Closed windspire closed 6 years ago

windspire commented 6 years ago

Thank you for your generous share , your model has very good robustness through large-scale data testing. I am trying to reiteration papers on resnet20 , but met some difficulties ,such as convergence difficulties, fine-tune failure. Could you share some training expirence for us , or give some more detailed proposals about how to prepare training data ,how to set params , perhaps there are some tricks ,easily neglected ,which make the training hard to convergence . Looking forward to your reply.

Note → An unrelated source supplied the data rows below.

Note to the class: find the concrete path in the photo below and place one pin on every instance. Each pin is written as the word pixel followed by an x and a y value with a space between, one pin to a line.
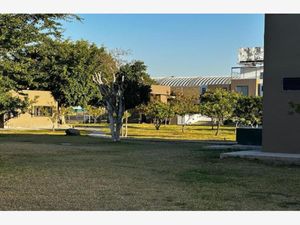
pixel 284 158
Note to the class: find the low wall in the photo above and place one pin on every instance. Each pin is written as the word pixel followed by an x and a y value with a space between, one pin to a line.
pixel 249 136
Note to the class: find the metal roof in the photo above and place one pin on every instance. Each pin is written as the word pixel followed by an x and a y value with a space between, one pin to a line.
pixel 194 81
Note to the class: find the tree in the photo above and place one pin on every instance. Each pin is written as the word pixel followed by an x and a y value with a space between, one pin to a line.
pixel 127 114
pixel 157 111
pixel 248 111
pixel 121 87
pixel 67 68
pixel 11 106
pixel 184 105
pixel 218 104
pixel 20 36
pixel 95 112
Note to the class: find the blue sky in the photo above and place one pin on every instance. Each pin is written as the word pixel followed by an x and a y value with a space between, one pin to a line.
pixel 174 44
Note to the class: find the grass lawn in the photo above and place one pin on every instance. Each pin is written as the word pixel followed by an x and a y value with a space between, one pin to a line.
pixel 55 172
pixel 192 132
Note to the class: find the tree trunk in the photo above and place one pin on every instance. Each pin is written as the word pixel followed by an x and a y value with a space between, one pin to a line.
pixel 2 121
pixel 182 128
pixel 218 127
pixel 236 125
pixel 126 126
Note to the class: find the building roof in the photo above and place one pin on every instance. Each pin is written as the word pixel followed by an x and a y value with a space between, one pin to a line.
pixel 194 81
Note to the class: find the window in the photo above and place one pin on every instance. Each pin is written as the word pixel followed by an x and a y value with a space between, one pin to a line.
pixel 242 89
pixel 260 89
pixel 203 89
pixel 261 75
pixel 42 111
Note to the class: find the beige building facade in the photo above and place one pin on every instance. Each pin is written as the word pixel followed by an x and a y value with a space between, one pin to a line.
pixel 160 93
pixel 42 107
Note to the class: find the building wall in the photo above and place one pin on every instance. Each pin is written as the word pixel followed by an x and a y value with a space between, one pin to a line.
pixel 249 72
pixel 29 121
pixel 223 86
pixel 252 85
pixel 282 55
pixel 192 92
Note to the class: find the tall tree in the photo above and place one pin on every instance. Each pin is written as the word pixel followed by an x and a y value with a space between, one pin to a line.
pixel 218 104
pixel 184 105
pixel 122 87
pixel 248 111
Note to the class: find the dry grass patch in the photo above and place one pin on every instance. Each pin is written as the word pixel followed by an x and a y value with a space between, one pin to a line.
pixel 43 172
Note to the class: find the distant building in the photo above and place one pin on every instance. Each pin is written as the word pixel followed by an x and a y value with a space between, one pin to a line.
pixel 246 78
pixel 38 115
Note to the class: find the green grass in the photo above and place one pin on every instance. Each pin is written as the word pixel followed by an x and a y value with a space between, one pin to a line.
pixel 55 172
pixel 192 132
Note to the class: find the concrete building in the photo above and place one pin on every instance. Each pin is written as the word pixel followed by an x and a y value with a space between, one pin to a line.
pixel 37 116
pixel 281 83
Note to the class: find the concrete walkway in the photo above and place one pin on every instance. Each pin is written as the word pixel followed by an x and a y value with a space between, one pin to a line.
pixel 284 158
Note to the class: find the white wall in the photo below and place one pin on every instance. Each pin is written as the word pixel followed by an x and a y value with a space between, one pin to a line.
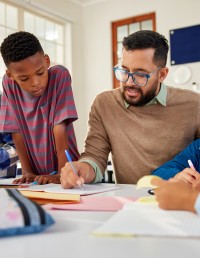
pixel 91 41
pixel 97 59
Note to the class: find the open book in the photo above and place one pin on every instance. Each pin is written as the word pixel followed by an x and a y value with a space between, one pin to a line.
pixel 139 219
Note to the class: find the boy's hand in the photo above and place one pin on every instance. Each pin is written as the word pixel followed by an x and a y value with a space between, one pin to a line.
pixel 25 179
pixel 47 179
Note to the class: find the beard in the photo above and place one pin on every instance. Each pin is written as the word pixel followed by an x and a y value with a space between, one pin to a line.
pixel 144 98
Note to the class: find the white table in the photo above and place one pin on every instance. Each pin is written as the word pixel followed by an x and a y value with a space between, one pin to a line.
pixel 71 237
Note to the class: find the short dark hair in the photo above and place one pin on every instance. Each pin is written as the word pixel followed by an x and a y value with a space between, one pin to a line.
pixel 18 46
pixel 148 39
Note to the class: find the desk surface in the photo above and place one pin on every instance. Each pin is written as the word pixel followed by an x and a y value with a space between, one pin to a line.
pixel 71 237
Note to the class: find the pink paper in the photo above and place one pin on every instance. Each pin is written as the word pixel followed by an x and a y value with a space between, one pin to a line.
pixel 94 203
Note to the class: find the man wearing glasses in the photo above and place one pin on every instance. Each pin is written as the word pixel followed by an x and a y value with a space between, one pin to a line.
pixel 143 123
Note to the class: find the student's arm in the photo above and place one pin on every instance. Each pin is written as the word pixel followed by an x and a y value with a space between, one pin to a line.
pixel 180 162
pixel 61 143
pixel 27 173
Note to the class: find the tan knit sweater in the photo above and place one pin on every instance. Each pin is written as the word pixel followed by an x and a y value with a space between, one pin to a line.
pixel 140 138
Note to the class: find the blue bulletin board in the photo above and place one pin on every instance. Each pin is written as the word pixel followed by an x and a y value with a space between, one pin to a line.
pixel 185 45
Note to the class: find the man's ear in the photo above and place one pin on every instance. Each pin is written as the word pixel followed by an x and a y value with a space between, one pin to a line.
pixel 47 60
pixel 163 73
pixel 8 72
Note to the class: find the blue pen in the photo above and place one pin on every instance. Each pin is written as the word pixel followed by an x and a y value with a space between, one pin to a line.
pixel 52 173
pixel 71 164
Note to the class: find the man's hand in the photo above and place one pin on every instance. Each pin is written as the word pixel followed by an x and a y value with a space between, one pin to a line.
pixel 69 179
pixel 175 195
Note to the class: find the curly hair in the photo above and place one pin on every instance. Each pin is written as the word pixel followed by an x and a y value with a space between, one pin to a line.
pixel 148 39
pixel 18 46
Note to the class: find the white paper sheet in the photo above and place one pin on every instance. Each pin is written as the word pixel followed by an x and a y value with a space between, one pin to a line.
pixel 137 219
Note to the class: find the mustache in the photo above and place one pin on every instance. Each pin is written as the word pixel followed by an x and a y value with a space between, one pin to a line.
pixel 131 88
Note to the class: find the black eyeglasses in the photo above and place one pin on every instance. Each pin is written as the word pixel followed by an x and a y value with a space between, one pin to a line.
pixel 138 78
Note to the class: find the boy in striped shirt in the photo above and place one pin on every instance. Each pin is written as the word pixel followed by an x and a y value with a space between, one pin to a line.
pixel 37 108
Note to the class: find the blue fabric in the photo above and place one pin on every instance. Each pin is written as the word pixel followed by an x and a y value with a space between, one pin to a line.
pixel 4 158
pixel 180 161
pixel 197 205
pixel 8 156
pixel 35 218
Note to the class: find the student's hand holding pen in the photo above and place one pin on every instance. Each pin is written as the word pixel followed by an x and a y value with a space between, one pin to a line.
pixel 174 195
pixel 84 174
pixel 188 175
pixel 26 178
pixel 53 177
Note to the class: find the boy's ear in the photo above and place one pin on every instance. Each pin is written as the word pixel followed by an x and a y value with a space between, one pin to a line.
pixel 47 60
pixel 9 74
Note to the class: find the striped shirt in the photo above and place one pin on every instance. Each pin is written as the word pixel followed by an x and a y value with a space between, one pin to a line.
pixel 35 117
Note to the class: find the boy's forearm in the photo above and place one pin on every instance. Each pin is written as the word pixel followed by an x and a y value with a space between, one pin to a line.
pixel 22 153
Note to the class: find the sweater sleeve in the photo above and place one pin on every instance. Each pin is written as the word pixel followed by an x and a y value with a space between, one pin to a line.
pixel 180 162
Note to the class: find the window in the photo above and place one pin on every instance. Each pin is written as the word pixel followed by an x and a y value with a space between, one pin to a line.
pixel 123 28
pixel 50 32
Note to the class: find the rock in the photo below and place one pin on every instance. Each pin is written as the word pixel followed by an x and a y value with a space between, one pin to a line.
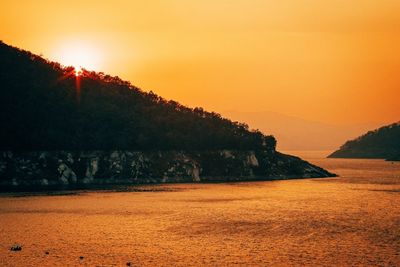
pixel 16 247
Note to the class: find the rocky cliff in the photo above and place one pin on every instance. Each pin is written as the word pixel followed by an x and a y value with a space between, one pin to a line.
pixel 73 169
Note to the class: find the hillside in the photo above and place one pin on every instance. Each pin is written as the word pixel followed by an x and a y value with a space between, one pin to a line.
pixel 380 143
pixel 43 108
pixel 60 128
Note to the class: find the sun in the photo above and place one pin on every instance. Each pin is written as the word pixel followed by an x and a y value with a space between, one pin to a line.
pixel 80 55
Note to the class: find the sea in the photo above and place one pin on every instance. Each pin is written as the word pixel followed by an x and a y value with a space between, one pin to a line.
pixel 349 220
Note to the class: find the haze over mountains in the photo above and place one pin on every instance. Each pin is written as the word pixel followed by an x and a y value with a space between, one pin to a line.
pixel 380 143
pixel 295 133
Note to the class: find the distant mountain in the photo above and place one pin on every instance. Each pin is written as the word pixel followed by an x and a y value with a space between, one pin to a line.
pixel 43 107
pixel 294 133
pixel 60 129
pixel 380 143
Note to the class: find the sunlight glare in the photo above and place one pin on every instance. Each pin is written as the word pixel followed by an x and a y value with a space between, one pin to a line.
pixel 79 55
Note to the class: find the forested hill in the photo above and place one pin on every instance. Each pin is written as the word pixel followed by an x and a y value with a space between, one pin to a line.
pixel 43 108
pixel 381 143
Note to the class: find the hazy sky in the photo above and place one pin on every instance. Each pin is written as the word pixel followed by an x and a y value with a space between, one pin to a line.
pixel 336 61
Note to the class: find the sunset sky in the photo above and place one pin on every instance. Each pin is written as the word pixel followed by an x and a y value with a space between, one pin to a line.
pixel 334 61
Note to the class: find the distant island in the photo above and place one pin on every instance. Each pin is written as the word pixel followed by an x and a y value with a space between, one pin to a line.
pixel 382 143
pixel 59 127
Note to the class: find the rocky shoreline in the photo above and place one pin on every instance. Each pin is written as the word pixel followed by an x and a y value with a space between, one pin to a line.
pixel 75 169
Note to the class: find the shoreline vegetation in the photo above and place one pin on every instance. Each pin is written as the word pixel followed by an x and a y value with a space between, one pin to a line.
pixel 63 128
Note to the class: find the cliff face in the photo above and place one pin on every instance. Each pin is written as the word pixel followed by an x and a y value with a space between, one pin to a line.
pixel 79 168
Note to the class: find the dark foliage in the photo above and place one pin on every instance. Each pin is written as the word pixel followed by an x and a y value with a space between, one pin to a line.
pixel 41 109
pixel 381 143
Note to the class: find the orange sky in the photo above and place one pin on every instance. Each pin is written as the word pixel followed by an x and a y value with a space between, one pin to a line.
pixel 335 61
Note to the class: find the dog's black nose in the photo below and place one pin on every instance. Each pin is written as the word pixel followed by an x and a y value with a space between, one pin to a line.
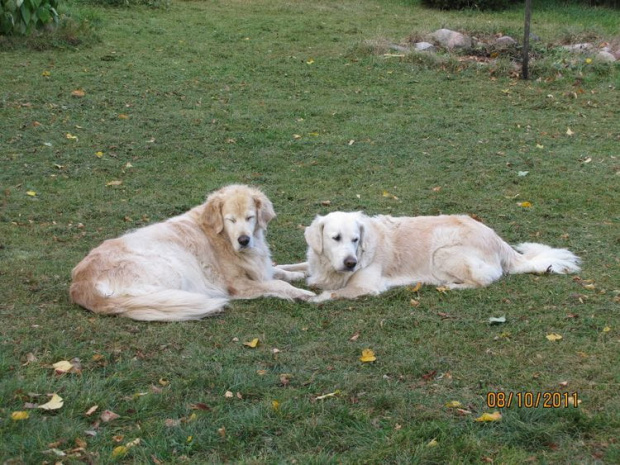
pixel 350 262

huangyangyu commented 6 years ago

Thanks for your attention. In large scale data training, you could use identity dataset to train a l2-sphereface to get a good base model, then using identity dataset and sequence dataset to train the seqface network. The identity dataset which we use is MS-Celeb-1M, we collect sequence dataset from all kinds of TV channels, each sequence contains 5-10 images, the noisy and duplicate images will be discarded.

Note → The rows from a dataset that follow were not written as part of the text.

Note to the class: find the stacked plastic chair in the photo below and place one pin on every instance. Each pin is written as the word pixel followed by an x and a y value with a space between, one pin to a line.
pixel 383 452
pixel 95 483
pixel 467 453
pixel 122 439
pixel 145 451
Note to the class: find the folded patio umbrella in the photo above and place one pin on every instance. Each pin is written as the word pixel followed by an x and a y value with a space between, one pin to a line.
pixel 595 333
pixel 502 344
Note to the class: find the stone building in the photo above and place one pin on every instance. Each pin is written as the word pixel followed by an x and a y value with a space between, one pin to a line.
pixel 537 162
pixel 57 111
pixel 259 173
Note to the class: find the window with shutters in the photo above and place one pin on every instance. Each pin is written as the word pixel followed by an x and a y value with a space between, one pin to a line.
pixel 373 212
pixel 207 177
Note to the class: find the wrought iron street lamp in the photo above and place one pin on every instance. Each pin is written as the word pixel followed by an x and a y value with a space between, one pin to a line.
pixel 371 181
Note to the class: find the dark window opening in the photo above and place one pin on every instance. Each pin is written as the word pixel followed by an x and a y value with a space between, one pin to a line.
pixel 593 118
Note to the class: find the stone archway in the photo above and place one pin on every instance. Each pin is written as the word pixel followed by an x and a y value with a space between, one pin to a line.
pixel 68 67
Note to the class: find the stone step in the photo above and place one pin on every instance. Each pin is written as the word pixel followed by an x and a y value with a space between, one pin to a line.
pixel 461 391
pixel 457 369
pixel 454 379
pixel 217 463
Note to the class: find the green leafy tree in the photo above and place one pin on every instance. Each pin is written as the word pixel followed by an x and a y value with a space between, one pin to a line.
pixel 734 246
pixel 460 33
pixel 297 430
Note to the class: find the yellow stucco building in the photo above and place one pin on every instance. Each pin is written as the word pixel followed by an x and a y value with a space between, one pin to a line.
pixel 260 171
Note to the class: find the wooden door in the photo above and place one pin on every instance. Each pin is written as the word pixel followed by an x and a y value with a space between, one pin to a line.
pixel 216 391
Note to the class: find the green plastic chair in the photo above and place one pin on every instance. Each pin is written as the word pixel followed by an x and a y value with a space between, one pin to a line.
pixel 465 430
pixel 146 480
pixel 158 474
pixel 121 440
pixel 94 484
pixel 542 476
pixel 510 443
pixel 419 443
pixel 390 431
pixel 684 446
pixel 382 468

windspire commented 6 years ago

thank you for prompt reply.

  1. how to define a base model to be good , what accuracy it should be achieve on training set.
  2. images in each sequence has the same label , or labeling additive , in your paper 4.2 “faces in dataset B(5575 identities) is then randomly split into 32996", so different images for one people have different labels ,right?
thuhuwei commented 6 years ago
  1. L2-sphereface can be trained as the base model to solve convergence problems in training, and it achieves about 99.5% accuracy on LFW in our experiments.
  2. Right, only images in one sequence have the same label. We split the dataset just in order to get sequences from CASIA-Webface.
jnulzl commented 6 years ago

@huangyangyu 我按你的方法尝试训练,训练几万次后LSRO loss降到9.x,DSA loss降到0.x,不知道这样到底收敛没有?可否把你的训练log分享一下?